Porque escrevem as pessoas?
Já me fiz tantas vezes esta pergunta que hoje posso respondê-la com a maior facilidade.
Elas escrevem para criar um mundo no qual possam viver.
Nunca consegui viver nos mundos que me foram oferecidos: o dos meus pais, o mundo da guerra, o da política.
Tive de criar o meu, como se cria um determinado clima, um país, uma atmosfera onde eu pudesse respirar,
dominar e recriar-me a cada vez que a vida me destruísse.
Esta é a razão de toda obra de arte.
Só o artista sabe que o mundo é uma criação subjectiva, que é preciso escolher, seleccionar.
A obra é a concretização, a encarnação do seu mundo interior.
Ele espera impor a sua visão pessoal, partilhá-la com os outros.
Se não atinge esta última finalidade, o verdadeiro artista persiste assim mesmo.
Os poucos momentos de comunhão com o mundo valem esse sofrimento, pois finalmente esse mundo foi criado
para os outros como um legado, como um dom a eles destinado.
Também escrevemos para aprofundar o nosso conhecimento da vida.
Para atrair, encantar e consolar.
Escrevemos para acalentar os nossos amantes.
Para degustar em dobro a vida: no momento preciso e retrospectivamente, na sua lembrança.
Escrevemos, como Proust, para tornar as coisas eternas e para nos convencermos de que elas o são.
Para podermos transcender a nossa vida e alcançarmos o que existe além dela.
Escrevemos para aprender a falar com os outros, para testemunhar nossa viagem ao labirinto.

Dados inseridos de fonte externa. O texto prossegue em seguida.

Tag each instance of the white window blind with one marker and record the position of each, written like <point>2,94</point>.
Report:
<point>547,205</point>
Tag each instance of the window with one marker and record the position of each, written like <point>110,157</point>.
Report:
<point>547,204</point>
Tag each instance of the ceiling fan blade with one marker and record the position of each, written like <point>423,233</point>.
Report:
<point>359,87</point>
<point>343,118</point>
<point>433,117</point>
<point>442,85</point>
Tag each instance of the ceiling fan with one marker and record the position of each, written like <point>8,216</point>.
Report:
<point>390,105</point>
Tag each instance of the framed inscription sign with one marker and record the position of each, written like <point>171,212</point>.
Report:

Para abrir, expandir nosso mundo quando nos sentimos sufocados, oprimidos ou abandonados.
Escrevemos como os pássaros cantam, como os primitivos dançam os seus rituais.
Se não respirar quando escreve, não gritar, não cantar, então não escreva porque a sua literatura será inútil.
Quando não escrevo, o meu universo reduz-se; sinto-me numa prisão.
Perco a minha chama, as minhas cores.
Escrever deve ser uma necessidade, como o mar precisa das tempestades – é a isto que eu chamo de respirar.